Problems with lilo on a new machine

ME dugan at
Sat Feb 10 09:29:58 PST 2001

On Sat, 10 Feb 2001, Cameron Tully-Smith wrote:
> I just installed RedHat Linux 6.2 Deluxe on a new machine (Award 
> BIOS).  The machine has a 45GB UDMA IDE Western Digital Caviar hard disk, 
> 512MB of RAM and an Athlon 750 processor.  The motherboard is an Epox EP-7KXA.
> I'm getting "Primary master hard disk fail" when I try to boot off of the 
> hard disk.  The Linux install went fine and the machine's setup is set to 
> use "Auto" (I could manually override and choose LBA, Large or 
> Normal).  The machine boots fine with a boot diskette that was created 
> during the Linux install and I'm able to use the hard disk with no problems.
> I've already tried uninstalling and reinstalling lilo (i.e., lilo -u and 
> then lilo) and changing the boot device to /dev/hda1 instead of /dev/hda in 
> /etc/lilo.conf.
> Filesystems:
> /		~8GB
> /root		~2.8GB
> /usr/local	~15GB
> <swap>	~2GB
> /home		~15GB
> drive capacity that's being recognized is around 42GB
> Any suggestions on where to look on the web or on things to try would be 
> greatly appreciated.  The machine is running fine other than the booting 
> problem, so I'd rather not reload if I can avoid it (takes hours to make 
> the filesystems on this drive, though I could probably at least partially 
> avoid that for a reload, so it's not out of the question).
> Thanks in advance for any help.
> Cameron
> lpstudy at

Not so likely, but something to check: some complete systems (odd
vendors) would also include a partition on the hard disk to store BIOS
Settings. If this is deleted, then the drive won't boot, and other
hardware won't be recoginized. This requires that you boot off a fectory
floppy to restore the partition on the HD with the BIOS information.

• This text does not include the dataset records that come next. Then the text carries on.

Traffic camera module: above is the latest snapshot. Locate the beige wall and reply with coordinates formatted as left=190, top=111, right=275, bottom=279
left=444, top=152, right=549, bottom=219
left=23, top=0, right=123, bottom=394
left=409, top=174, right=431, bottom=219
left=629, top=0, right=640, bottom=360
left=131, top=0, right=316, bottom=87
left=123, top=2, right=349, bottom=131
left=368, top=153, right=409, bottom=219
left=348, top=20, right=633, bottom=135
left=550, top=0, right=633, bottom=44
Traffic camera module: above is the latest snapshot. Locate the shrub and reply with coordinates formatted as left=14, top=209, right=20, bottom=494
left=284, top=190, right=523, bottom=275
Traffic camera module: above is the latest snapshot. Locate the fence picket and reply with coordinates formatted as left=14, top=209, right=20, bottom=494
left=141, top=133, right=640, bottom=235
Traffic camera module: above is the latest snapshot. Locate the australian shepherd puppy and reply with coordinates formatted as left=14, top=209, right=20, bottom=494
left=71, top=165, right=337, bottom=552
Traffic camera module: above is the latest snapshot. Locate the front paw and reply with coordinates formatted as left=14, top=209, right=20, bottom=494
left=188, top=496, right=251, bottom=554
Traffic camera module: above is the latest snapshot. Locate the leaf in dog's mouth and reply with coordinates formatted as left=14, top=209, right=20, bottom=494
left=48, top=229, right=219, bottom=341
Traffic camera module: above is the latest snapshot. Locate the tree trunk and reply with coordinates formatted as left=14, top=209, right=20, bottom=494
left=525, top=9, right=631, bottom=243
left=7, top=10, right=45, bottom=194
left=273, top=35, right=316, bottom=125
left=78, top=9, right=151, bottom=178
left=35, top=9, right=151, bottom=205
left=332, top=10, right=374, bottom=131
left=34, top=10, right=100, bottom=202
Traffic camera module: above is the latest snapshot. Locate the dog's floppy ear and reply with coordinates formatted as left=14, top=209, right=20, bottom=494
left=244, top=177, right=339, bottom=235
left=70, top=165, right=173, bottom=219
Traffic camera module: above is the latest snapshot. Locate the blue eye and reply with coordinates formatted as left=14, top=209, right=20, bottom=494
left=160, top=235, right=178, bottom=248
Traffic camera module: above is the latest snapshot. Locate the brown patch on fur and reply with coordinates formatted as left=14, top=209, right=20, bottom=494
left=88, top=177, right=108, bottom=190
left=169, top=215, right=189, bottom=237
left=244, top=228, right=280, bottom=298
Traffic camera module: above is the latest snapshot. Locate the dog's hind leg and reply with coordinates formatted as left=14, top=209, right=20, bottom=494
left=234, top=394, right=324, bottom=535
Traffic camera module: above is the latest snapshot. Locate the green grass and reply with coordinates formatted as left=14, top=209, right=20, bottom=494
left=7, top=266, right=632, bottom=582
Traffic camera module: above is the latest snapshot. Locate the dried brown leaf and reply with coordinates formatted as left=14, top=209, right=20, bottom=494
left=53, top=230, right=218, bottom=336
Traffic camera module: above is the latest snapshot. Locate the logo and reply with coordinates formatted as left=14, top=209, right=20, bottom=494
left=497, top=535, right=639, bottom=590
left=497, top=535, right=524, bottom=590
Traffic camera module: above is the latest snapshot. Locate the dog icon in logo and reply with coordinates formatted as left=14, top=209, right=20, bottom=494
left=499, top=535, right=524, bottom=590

Another problem that existed before with LILO (don't know if it has been
fixed) is the location of the root file system ("/") with in the first
1024 cylss and storage of the kernel within that root filesystem on the
first 1024 cyls.

Another place to look: did you use any geometry translation programs from
the HD to allow your MB BIOS to recognize the larger sized HD?

Can you boot off of the emergency boot disk , and specify
"root=/dev/hda1" (If the first partition on the master drive of the 
primary ide interface has your root partiton.) If starting a linux kernel
on from other media and referencing the root partition of the drie that
has linux allows the machine to boot, then that is a very god sign that
your HD has not failed.

Not likely: have you exceeded the max wattage for your power supply? (You
could add up all of the power consumed by your devices, but a less
reliable way it to see that you are not using many splitters for the power
connections and extra hardware.

Someone else here or at an install fest was mentioning problems with some
Award BIOS, but I do not recall what they said, or who they were.

Does the MB BIOs correctly recognize the HD by size an geometry?